The automated algorithm has potential value to other tissue tracking technologies. Consider cine HARP, where tissue elements maintain invariant phase values which can be tracked through time. The proposed algorithm could be adapted to this technology to eliminate user intervention and improve error compensation, employing a similar strategy to predict material point displacement, locate suitable HARP observations, and interpolate true material point motion.

Future work will likely necessitate a comparison of the proposed algorithm with other automated analysis techniques across the spectrum of MR tissue tracking methods. Such a comparison, considering both the speed and accuracy of automated motion and strain recovery, is critical to the future success and acceptance of MR tissue tracking.

VI. Conclusion

Cine DENSE provides detailed measurements of tissue motion and tissue strain.
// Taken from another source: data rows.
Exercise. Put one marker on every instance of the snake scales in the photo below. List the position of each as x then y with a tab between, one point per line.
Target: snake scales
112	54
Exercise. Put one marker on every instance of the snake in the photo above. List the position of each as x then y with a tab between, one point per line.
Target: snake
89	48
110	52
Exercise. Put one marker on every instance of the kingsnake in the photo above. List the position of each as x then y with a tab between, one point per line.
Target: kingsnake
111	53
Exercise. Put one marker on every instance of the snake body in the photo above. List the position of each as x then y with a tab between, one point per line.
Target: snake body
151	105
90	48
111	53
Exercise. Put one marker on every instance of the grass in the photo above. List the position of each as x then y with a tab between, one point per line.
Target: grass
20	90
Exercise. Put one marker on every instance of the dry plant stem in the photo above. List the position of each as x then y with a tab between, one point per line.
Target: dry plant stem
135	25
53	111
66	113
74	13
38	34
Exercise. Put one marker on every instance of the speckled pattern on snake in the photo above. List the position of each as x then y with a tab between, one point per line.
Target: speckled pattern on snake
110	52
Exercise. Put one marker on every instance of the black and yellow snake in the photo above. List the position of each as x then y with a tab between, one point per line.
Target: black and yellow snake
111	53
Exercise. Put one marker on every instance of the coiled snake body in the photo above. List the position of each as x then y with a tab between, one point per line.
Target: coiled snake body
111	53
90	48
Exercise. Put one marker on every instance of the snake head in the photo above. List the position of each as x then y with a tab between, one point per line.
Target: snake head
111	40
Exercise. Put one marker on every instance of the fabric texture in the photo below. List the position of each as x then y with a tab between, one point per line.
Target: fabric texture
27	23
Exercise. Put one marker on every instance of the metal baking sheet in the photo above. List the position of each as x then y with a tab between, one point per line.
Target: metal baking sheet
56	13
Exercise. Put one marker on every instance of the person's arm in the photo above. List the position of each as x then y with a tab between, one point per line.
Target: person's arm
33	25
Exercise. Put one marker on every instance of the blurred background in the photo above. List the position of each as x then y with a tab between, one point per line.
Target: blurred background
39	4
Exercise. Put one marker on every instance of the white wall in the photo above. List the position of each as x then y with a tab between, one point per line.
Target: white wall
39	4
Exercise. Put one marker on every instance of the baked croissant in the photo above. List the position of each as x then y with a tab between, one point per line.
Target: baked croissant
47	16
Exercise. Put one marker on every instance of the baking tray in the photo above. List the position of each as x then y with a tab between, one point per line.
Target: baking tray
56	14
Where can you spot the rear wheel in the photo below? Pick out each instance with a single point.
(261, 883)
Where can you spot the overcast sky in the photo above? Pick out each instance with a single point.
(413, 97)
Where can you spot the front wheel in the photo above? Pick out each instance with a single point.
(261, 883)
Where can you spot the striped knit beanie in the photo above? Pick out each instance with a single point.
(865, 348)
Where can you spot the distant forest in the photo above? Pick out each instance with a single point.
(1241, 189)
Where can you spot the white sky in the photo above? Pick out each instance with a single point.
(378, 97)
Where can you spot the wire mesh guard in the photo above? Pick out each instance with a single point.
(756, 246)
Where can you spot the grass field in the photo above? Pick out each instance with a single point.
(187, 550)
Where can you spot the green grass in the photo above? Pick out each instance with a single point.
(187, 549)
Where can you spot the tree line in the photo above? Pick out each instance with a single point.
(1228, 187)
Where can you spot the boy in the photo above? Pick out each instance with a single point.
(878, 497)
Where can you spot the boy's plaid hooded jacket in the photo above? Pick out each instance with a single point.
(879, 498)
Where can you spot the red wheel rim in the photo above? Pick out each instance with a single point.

Currently, motion analysis for these images relies on manually delineated anatomy. An automated analysis solution could improve measurement throughput, simplify data interpretation, and potentially access important physiological information during the imaging exam.

In this article, we presented the first fully automated solution for the estimation of tissue displacement and tissue strain from 2D cine DENSE data. Results using CMR data indicate good agreement between the automated algorithm and standard analysis methods. In a study of 42 unique cine DENSE CMR sequences from ten human subjects, Bland-Altman analyses revealed respective differences of 0.01±0.03 and 0.01±0.12 in principle shortening and lengthening strains between automated and standard analyses. This innovative and promising technique is an important step toward an automated cine DENSE analysis available for routine clinical use.